Transforms small size yo-on and soku-on in an attribute to its large equivalent.

 

Zenkaku

Large: あいうえおつやゆよわアイウエオツヤユヨワ

Small: ぁぃぅぇぉっゃゅょゎ ァィゥェォッャュョヮ

 

Hankaku

Large: アイウエオツヤユヨ

Small: ァィゥェォッャュョ

 

JKANATOROMAN

Japan

Transform hiragana and full-width katakana characters in an attribute to Hebon style romaji. See Romaji characters.

JROMANTOKANA

Japan

Transforms romaji (Hebon) characters in an attribute to full-width katakana. See Romaji characters.

JSMARK

Japan

Transforms combining form sound marks (dakuten and handakutens) in an attribute to spacing mark form. Usually used after CJKTOFULL or JDECOMPOSE. See Japanese full-width and half-width characters for details.

JTOHIRAGANA

Japan

Transforms full-width katakana characters in an attribute to hiragana. If you want to convert half-width katakana characters to hiragara, run CJKTOFULL first and run JTOHIRAGANA. See Japanese full-width and half-width characters for details.

JTOKATAKANA Japan

Transforms hiragana characters in an attribute to full-width katakana. See Japanese full-width and half-width characters for details.

KTOROMAN Korea

Transforms Korean Hangul characters in an attribute to their romanized forms.

MATCH All

Compares attributes and/or values and returns a match score based on the Relationship Linker Comparison routines and modifiers. All comparison routines are available for this usage.

PROXIMITY All

Returns a calculated distance between two latitude and longitude coordinates, based on the DISTANCE Relationship Linker routine. Distance is measured in kilometers (KM), miles (MI), or nautical miles (NM). Each coordinate is made up of two numbers, one for latitude and one for longitude.

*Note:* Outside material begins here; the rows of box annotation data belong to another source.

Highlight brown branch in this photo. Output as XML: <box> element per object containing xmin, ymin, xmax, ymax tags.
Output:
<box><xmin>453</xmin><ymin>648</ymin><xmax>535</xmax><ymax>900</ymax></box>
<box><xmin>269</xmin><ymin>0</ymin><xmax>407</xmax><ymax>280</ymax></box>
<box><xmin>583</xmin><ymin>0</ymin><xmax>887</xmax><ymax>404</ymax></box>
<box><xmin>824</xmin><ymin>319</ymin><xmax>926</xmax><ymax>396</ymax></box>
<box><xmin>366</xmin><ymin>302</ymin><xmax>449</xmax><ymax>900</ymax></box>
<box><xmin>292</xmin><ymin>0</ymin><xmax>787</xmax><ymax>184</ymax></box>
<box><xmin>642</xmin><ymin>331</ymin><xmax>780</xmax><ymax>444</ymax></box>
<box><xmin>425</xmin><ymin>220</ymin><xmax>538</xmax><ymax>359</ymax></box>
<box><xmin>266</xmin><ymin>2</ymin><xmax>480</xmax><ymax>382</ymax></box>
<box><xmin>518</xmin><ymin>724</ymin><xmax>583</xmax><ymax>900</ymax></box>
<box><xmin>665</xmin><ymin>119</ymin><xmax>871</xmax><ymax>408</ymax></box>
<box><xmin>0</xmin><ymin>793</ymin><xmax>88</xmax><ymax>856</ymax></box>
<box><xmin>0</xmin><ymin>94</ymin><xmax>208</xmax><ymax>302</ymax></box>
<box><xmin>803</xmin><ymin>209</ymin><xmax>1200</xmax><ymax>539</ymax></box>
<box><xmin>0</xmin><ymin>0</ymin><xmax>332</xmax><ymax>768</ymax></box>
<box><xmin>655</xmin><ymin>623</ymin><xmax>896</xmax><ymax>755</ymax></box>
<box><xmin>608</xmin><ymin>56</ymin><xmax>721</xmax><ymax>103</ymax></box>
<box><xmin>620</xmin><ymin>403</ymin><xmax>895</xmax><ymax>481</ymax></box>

This function is useful to create an expression in the Transformer to append the calculated distance in a new attribute or to use as part of a conditional statement.

UNIQUE_ID All

Generates universally unique identifiers (UUIDs) as unique permanent record identifiers. A UUID is a unique 36-character key and used to maintain high volume records in the database. You can use UUIDs, for example, to determine record/attribute changes for sorted files and manage multiple views of matched relationships.

UUIDs are represented as 32 hexadecimal digits, displayed in five groups separated by hyphens, in the form of 8-4-4-4-12 for a total of 36 characters (32 alphanumeric characters and four hyphens).

Example:

f18e79d0-d474-494e-8290-7e09c4b9679d

You can configure the Quality processes to generate UUIDs by creating a new attribute and setting the UNIQUE_ID function to that attribute.

Note: The attribute to contain the unique IDs must be a minimum of 36 characters in length and the attribute type must be ASCII.